Step 1 complete! Now, on to Step 2: Dealing with the 15 trained soldiers and their commander, who were guarding the prisoners.
Clearly, this operation had a rather steep difficulty curve.
So the plan was for Livchitz to take on any Nazi soldiers with just a pistol, while Maistriau and Franklemon used the pliers to get the transport car doors open? How bloody improbable does that sound? Toss a mohawked black dude into that mix, and you've got one of the less believable episodes of The A-Team. And yet the three students managed to get 115 people off of that train, and to freedom. You gotta love it when a plan comes together.

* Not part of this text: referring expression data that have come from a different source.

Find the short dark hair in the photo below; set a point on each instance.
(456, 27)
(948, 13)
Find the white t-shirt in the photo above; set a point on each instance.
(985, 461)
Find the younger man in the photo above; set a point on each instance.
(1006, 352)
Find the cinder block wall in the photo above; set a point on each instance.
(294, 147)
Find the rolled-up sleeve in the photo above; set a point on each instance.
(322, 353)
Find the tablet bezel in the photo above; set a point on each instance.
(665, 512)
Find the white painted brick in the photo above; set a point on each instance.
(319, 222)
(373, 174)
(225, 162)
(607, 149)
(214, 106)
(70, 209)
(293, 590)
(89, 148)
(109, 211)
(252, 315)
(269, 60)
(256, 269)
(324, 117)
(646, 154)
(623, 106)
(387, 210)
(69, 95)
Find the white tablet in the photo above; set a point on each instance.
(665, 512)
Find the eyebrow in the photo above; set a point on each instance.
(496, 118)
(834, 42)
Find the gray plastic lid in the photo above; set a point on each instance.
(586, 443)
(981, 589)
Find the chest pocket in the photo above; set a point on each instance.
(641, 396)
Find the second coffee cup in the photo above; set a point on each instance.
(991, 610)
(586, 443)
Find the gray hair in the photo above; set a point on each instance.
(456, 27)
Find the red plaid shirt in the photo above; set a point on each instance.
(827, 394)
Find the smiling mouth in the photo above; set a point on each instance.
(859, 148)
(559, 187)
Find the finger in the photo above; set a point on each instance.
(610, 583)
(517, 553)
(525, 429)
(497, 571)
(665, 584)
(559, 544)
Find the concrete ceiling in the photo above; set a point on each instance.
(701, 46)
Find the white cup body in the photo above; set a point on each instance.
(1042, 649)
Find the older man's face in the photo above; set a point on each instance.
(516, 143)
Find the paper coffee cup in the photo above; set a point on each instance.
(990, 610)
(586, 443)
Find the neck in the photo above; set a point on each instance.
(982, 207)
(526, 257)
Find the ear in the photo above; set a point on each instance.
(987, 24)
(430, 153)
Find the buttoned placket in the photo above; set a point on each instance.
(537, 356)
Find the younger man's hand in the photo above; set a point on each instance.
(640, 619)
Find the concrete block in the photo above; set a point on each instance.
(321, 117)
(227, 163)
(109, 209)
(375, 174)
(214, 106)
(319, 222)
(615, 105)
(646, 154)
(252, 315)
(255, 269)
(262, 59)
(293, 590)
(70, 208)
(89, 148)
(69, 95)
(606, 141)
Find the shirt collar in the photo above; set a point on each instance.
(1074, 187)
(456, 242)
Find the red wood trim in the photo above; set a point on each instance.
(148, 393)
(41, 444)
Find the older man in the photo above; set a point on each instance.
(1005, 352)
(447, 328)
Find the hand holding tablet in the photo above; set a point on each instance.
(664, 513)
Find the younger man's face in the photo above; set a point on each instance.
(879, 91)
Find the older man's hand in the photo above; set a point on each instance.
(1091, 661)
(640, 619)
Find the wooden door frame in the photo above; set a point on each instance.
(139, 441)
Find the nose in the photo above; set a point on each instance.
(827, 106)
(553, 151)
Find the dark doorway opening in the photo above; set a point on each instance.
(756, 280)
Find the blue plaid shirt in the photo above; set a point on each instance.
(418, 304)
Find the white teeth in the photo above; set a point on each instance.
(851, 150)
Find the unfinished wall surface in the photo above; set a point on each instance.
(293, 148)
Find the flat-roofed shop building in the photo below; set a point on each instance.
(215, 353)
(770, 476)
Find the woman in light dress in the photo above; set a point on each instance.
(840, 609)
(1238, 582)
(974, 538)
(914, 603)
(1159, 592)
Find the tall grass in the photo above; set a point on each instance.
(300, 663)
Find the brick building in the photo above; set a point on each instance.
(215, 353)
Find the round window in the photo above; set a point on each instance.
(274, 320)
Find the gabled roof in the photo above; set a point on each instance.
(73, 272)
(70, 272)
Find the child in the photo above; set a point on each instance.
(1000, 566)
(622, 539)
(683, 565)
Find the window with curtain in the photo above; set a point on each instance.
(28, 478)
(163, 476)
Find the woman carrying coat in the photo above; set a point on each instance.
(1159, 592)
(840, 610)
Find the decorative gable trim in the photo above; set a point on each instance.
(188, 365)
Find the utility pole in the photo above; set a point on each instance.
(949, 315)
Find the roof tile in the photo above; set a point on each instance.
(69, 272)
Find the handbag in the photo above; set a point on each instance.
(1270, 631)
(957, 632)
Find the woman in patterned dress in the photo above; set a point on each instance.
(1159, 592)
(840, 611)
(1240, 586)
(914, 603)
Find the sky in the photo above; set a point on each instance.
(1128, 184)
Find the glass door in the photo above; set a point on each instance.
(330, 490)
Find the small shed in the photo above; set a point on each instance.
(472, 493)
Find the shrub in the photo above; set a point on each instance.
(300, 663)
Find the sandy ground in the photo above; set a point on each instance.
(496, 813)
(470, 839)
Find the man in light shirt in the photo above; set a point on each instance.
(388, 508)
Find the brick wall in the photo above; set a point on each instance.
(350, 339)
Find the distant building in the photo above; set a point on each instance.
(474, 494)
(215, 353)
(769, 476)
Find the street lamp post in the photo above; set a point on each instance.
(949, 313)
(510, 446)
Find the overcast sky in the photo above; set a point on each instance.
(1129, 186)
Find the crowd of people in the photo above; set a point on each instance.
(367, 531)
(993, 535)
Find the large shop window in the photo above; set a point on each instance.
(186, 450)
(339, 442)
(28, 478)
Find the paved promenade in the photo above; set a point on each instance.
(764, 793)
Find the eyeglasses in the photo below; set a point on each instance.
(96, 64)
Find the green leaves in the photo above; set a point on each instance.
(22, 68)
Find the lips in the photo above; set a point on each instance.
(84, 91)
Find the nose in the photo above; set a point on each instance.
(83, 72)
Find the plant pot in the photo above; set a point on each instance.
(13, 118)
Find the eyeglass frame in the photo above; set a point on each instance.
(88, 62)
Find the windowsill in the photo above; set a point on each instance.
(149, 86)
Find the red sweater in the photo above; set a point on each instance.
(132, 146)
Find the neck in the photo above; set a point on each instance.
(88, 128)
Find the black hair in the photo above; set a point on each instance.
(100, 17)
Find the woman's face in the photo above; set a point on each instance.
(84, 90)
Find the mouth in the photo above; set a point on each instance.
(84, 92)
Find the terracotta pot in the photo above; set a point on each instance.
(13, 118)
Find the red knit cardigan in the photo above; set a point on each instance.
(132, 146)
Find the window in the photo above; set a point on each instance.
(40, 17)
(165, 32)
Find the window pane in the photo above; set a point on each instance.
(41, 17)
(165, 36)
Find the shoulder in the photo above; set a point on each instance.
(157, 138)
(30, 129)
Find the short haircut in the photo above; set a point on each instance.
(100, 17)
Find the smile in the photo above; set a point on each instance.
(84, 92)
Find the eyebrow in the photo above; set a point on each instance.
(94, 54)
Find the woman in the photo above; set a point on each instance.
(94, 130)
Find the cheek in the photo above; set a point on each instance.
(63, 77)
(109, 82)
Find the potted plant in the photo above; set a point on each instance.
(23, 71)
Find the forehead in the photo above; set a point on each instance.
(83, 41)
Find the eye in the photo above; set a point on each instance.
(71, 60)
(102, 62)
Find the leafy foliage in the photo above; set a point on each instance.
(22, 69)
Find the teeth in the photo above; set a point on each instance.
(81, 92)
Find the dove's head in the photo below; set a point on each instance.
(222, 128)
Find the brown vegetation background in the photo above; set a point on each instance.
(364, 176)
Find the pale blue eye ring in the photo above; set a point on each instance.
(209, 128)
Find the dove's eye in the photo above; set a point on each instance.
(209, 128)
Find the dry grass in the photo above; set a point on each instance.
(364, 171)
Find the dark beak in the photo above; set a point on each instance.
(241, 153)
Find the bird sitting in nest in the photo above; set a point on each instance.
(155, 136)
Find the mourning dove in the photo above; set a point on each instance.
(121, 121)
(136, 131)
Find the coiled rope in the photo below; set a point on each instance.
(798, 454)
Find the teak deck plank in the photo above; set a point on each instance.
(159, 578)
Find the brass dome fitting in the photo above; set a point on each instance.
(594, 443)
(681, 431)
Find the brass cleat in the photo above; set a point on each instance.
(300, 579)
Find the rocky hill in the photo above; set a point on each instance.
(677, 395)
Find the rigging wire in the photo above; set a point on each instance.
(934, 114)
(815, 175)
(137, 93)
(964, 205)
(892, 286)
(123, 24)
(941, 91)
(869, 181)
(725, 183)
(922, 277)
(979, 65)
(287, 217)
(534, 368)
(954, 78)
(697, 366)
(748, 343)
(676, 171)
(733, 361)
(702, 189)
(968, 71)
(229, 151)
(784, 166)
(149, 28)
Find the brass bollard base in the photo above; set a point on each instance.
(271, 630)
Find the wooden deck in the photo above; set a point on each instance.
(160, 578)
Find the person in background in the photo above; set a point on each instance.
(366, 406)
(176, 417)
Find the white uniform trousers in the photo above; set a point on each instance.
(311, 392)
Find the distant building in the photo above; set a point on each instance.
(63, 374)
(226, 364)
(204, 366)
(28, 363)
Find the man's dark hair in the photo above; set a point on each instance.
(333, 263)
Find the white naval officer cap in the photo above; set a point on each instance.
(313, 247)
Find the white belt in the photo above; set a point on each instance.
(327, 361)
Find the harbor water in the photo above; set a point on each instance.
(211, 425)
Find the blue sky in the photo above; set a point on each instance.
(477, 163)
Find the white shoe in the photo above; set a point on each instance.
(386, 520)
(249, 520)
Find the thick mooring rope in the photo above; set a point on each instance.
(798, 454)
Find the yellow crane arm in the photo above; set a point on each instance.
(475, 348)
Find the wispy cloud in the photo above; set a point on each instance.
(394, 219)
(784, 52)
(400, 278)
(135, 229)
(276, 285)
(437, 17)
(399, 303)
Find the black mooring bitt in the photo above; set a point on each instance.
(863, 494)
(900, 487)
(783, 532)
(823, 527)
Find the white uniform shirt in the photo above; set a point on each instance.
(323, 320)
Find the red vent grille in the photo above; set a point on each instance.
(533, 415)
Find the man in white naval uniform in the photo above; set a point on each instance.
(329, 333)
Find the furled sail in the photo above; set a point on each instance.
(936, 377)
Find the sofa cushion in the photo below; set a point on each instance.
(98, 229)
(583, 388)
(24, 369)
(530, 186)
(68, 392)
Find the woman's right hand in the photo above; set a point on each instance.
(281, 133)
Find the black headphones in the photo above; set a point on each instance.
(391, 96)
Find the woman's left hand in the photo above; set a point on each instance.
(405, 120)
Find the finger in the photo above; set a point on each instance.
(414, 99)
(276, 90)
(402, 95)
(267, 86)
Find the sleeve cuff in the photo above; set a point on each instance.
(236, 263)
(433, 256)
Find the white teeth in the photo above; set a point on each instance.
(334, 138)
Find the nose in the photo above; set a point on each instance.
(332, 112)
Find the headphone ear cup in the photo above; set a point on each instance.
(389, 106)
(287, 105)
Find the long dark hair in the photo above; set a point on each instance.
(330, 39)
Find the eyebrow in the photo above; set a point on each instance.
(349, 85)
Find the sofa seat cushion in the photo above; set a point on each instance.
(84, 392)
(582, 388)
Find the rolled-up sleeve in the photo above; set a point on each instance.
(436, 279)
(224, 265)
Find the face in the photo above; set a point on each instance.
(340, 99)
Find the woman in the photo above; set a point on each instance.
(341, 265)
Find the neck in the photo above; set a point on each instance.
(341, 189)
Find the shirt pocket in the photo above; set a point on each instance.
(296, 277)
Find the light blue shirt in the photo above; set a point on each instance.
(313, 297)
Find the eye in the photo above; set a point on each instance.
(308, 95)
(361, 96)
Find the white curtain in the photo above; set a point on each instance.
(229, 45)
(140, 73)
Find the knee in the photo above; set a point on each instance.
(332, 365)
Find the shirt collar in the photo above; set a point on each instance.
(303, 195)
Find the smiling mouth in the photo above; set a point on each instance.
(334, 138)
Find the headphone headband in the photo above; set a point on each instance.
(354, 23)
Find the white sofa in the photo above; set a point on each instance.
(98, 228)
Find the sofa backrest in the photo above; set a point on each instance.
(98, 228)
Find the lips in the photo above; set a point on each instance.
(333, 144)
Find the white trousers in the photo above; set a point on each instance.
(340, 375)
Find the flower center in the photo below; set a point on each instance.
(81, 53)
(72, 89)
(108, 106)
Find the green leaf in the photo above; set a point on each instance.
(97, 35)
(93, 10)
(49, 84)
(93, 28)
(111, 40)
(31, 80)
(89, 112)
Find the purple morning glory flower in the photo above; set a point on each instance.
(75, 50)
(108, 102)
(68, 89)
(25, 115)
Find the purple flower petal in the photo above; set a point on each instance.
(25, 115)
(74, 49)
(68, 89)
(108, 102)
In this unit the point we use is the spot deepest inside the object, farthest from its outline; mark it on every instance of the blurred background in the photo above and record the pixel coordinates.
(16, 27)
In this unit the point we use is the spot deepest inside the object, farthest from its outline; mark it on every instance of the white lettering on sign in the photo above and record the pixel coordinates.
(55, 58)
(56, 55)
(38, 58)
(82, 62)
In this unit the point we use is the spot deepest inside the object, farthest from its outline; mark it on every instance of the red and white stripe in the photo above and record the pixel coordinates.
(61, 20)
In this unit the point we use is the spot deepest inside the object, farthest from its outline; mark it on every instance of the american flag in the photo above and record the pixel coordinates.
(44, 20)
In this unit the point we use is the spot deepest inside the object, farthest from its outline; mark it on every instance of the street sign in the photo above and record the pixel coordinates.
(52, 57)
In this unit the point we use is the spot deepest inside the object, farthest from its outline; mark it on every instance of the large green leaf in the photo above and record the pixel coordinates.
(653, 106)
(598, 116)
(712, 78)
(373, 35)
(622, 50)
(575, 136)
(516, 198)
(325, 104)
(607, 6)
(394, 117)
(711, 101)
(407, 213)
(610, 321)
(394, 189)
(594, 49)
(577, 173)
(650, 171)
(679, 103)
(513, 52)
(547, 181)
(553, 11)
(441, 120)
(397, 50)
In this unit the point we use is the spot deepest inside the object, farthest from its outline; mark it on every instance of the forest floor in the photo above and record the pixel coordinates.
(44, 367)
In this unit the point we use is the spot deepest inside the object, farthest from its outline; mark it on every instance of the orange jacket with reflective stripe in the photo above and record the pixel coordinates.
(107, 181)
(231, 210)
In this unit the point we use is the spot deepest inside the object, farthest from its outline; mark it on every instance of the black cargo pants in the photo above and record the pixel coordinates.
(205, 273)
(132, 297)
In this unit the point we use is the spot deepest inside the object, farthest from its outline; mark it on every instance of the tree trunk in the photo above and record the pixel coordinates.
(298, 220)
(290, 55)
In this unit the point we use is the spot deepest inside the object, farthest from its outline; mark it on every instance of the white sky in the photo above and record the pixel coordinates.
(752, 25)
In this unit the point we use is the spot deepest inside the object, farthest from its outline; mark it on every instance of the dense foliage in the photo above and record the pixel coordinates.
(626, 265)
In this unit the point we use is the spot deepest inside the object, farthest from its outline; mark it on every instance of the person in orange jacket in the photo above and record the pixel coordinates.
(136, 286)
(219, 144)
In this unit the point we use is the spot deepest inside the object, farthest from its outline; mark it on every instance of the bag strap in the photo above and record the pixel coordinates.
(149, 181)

Despite the Germans bombing Dublin every now and again, Ireland managed to stay neutral for the duration of World War II. Too bad nobody told Irish priest Hugh O'Flaherty, who set about transforming his life into a giant middle finger pointed right at the Third Reich.
Hugh O'Flaherty Memorial Society
Nazi trolling was his favorite hobby, other than golf.
While priests from Axis countries had to evacuate the Vatican after the entire country was surrounded by an Axis power, priests from neutral countries were allowed to remain hassle-free. However, after Italy surrendered in 1943, things started to get messy. Allied POWs in POW camps were now technically free, but stranded -- and it looked like the German forces were marching in to take them back. They needed someone to help them -- someone with shining moral character, a heart of solid steel, a haircut some would describe as "a drunken cloud," and a bitchin' orange silk cloak. Someone who could possibly be described as "the Scarlet Pimpernel of the Vatican."
O'Flaherty sprang into action, accepting every POW (over 4,000 of them!) who came to the doors of the Vatican. From there, he began smuggling them out of Rome using his gigantic network of contacts, helpers, and disguised safe houses.
Pima Air and Space Museum
Sometimes he disguised refugees as priests. Or cattle.
When the local German forces began to suspect O'Flaherty, did he abandon his hasty life of heroism? Oh no, he kept right on, wandering Rome in disguise, dodging assassination attempts -- he even had the balls to walk POWs right down the stairs of the Vatican in full view of the SS battalion watching from just outside the border. The last one, unsurprisingly, got him a bounty on his head. Despite being in the cross hairs of the SS and apparently priest-hatin' bounty hunters, O'Flaherty still managed to get every last one of the POWs who came to him to safety. When the war was over, O'Flaherty visited the very man who ordered him killed, Colonel Herbert Kappler, in prison. After what we have to assume were more than a few awkward conversations full of hateful pauses, O'Flaherty converted Kappler to Catholicism.
We're not even sure how that's a burn, but we are sure it's a pretty friggin' sweet one.